# Given seams, how do I unfold a mesh?

If a user marks a seam on a mesh, how do 3D modelling programs (like Blender or Maya) unfold the mesh on to a 2D surface? I can only find papers trying to automate the seaming for you. Given user-defined seams, does the unfolding happen?

• naive method, put seam on plane and rotate directly attached triangle to the plane, propagate outwards; adjusting deformation as you go. Nov 18, 2014 at 10:52
• @ratchetfreak,Do you have any references to papers?
– Abhi
Nov 18, 2014 at 15:30
• Blender does this; I'm not sure how its algorithm works, but it's seems more robust than your naive method. Nov 22, 2014 at 2:43

One simple method is to use a force-directed graph approach. You model each vertex as a point mass in UV space.
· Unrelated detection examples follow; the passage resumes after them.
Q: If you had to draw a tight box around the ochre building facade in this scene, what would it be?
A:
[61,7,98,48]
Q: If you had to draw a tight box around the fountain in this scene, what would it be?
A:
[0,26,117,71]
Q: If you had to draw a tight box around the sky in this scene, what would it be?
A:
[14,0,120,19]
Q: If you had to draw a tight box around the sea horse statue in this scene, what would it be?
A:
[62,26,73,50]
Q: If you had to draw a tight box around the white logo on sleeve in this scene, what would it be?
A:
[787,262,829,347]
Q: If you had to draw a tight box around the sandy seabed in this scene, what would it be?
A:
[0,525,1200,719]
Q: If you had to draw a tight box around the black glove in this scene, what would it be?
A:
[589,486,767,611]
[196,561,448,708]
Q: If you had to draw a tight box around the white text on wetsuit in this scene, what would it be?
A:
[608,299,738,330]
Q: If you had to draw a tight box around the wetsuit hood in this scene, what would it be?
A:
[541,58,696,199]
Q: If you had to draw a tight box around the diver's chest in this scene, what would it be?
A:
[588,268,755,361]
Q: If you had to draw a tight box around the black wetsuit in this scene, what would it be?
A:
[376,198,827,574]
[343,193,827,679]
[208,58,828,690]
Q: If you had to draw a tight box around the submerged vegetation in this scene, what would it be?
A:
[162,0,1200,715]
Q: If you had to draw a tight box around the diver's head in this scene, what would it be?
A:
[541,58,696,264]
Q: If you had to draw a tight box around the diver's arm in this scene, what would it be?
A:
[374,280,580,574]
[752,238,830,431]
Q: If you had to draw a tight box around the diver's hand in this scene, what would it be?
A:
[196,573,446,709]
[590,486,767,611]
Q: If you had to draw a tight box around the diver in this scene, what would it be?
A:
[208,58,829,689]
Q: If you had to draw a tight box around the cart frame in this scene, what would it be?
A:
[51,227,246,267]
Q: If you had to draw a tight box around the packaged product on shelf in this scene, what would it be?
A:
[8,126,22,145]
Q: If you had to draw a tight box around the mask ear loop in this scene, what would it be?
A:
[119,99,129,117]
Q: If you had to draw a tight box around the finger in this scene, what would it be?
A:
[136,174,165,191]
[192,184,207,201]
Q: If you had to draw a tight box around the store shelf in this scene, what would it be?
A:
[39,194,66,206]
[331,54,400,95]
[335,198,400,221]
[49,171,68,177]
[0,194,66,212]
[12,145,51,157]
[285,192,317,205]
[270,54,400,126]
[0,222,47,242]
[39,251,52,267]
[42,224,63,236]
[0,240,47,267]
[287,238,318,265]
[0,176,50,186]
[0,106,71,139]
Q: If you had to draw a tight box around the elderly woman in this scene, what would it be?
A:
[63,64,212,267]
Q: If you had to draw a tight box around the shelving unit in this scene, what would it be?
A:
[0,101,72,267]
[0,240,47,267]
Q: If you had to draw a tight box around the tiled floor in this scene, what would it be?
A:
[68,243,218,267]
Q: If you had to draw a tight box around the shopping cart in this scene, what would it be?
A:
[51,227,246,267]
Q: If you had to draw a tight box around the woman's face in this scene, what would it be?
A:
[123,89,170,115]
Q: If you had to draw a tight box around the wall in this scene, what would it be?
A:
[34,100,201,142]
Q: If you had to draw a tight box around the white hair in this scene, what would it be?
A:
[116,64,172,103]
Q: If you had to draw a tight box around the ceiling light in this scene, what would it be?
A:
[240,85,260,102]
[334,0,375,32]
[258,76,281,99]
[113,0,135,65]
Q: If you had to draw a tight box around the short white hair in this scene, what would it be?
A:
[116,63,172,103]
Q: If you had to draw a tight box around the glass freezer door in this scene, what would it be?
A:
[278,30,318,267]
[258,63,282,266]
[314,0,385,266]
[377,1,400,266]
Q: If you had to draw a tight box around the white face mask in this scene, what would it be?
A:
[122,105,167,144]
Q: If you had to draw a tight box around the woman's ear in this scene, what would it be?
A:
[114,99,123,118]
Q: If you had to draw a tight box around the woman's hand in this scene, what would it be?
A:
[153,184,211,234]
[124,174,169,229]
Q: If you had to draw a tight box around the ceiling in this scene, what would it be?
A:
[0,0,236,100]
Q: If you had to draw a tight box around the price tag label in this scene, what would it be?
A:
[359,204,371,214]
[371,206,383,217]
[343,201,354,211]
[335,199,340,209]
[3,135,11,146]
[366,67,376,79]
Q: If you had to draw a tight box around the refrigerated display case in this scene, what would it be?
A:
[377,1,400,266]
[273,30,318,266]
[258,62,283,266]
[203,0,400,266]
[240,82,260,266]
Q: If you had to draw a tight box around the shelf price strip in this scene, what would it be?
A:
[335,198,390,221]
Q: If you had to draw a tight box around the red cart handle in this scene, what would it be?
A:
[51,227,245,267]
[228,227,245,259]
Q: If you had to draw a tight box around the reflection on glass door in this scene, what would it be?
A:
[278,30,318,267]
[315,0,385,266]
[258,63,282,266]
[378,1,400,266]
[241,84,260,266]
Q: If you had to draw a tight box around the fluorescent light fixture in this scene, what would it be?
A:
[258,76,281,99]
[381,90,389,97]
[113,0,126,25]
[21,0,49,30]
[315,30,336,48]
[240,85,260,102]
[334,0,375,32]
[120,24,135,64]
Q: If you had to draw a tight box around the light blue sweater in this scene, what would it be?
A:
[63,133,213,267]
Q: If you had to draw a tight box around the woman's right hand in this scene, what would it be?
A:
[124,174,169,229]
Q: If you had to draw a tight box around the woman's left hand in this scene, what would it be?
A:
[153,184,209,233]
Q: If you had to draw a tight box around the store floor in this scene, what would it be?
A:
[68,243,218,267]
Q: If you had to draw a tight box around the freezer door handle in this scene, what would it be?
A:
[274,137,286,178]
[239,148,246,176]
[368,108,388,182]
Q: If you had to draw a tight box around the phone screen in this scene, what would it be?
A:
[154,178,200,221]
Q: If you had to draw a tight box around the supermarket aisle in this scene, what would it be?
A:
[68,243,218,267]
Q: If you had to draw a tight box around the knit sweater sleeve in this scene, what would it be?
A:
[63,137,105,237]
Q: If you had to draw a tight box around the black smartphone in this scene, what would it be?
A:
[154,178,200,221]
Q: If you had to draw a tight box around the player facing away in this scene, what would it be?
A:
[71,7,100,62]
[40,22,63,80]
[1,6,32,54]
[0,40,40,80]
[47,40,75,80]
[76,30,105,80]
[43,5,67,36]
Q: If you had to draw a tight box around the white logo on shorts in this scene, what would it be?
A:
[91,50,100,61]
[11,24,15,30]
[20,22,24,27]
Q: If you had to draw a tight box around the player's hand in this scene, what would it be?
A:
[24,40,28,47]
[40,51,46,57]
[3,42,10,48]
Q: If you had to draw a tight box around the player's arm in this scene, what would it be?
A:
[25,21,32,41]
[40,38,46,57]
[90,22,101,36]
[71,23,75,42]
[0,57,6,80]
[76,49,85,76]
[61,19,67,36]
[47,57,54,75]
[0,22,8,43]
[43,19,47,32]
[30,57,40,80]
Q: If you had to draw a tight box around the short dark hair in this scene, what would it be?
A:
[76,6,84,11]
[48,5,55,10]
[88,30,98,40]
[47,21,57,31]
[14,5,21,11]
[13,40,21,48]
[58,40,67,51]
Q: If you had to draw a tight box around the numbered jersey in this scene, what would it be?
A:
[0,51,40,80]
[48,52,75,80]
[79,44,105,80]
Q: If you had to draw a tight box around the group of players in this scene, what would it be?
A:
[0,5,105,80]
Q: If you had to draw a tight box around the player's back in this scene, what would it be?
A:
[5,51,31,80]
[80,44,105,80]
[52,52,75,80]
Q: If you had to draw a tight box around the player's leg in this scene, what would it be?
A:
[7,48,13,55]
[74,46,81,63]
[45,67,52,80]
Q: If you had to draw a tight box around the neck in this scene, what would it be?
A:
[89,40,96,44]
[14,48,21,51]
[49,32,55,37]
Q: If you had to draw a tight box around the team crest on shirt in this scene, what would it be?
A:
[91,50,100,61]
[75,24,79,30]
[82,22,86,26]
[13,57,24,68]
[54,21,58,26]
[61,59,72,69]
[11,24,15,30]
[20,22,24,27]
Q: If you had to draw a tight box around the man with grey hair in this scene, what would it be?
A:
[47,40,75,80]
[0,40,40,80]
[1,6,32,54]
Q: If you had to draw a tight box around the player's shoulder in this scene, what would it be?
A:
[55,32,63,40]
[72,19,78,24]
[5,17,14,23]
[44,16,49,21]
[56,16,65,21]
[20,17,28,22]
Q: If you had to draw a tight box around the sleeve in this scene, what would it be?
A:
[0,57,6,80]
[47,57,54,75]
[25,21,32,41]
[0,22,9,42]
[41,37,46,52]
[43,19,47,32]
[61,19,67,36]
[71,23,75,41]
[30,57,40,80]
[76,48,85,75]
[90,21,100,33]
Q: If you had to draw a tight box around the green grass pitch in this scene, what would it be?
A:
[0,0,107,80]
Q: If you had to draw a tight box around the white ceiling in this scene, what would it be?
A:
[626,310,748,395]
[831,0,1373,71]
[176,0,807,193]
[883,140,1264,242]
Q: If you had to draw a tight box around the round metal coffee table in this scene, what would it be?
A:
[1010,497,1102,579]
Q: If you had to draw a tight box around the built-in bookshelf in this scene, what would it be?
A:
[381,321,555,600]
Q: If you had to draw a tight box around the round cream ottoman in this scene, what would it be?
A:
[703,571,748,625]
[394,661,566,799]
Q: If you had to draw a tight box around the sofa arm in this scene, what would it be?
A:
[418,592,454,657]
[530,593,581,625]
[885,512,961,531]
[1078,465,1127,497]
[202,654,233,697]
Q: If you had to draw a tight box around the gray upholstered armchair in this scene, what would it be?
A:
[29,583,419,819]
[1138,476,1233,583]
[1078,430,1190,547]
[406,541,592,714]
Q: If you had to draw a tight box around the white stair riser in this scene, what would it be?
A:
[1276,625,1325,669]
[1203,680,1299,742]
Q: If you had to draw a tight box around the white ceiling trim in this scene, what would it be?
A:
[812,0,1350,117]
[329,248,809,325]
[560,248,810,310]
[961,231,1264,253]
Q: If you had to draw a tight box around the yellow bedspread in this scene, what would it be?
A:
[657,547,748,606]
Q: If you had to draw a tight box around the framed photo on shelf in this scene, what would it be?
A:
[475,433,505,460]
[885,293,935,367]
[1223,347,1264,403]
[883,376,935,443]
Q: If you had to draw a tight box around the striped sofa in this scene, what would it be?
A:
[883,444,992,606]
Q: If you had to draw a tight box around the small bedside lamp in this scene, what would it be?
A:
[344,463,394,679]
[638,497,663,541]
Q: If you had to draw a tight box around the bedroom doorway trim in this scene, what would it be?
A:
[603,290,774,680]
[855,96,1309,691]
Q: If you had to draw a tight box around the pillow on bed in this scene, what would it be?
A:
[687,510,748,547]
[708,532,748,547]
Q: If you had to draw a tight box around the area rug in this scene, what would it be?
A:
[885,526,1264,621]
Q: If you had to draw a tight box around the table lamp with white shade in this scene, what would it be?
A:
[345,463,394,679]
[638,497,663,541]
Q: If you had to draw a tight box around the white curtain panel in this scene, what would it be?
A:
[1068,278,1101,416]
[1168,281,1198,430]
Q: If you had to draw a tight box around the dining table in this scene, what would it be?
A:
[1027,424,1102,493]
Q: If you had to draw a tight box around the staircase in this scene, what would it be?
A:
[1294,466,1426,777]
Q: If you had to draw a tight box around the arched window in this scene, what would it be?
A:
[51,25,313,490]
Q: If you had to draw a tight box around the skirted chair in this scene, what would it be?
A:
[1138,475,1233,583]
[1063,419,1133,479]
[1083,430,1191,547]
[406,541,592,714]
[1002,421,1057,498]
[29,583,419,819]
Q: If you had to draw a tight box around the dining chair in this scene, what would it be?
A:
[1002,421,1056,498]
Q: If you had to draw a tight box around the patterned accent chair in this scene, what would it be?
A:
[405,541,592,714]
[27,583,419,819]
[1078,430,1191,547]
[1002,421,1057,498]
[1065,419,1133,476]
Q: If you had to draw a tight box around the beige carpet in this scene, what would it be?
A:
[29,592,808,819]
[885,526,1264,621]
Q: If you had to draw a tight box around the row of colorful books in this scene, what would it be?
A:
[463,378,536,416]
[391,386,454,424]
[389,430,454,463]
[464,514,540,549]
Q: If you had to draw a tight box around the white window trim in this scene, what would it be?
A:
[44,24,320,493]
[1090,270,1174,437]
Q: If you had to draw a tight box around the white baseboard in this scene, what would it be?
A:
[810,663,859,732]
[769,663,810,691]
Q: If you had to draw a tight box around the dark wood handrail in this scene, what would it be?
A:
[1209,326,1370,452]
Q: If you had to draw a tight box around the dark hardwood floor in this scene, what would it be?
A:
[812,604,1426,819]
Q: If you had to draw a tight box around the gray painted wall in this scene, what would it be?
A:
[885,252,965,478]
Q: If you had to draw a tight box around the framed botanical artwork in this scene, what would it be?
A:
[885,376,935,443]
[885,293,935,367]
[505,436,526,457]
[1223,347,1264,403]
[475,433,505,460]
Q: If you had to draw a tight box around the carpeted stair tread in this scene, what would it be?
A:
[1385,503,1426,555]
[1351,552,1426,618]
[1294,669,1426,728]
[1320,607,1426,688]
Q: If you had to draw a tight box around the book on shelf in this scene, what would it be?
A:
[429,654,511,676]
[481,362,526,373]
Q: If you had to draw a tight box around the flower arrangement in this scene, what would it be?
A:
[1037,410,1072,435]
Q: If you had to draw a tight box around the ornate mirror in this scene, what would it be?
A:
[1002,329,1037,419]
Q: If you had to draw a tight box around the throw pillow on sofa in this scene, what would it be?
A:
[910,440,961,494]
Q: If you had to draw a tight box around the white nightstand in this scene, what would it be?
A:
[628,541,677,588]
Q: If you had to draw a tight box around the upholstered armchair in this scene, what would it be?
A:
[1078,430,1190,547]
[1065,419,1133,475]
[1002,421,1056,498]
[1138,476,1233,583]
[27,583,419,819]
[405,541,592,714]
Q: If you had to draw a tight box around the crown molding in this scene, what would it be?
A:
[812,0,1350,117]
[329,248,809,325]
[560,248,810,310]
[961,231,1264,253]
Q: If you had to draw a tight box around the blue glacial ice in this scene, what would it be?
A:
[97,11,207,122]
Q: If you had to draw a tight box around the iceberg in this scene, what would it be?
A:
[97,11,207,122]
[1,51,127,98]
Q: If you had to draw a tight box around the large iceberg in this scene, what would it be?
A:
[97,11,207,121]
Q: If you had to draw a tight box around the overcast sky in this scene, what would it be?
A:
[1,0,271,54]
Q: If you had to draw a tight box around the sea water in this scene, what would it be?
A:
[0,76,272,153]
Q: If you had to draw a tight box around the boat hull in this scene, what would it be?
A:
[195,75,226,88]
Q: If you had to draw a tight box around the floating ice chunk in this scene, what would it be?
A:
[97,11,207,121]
Each vertex receives a spring-like force that tries to keep it at the correct distance in UV space from each (post-seam-split) vertex with which it shares an edge, attractive when they're too far apart and repulsive when they're too close.

That handles (approximate) local shape preservation, but then you need a force to spread non-adjacent faces apart so they don't stay crumpled-up in UV space. You could model this as a weak repulsion from non-adjacent vertices or, as is done with Pelt Mapping, an attraction between seam vertices and a "stretching frame."

Other types of iterative constraint solving can work too, like using Verlet integration with an angular constraint to try to preserve face or edge angles.

The hope is that after many iterations, the local corrections will diffuse through the connections between vertices to arrive at a globally-acceptable output.

A more sophisticated approach is called Least Squares Conformal Mapping.

• Thanks, I realized LSCM is what I needed. The reason I didn't know before was because the title of the LSCM paper says "Automatic Texture Atlas Generation" so I assumed it was just a segmentation algorithm and not a mapping algorithm.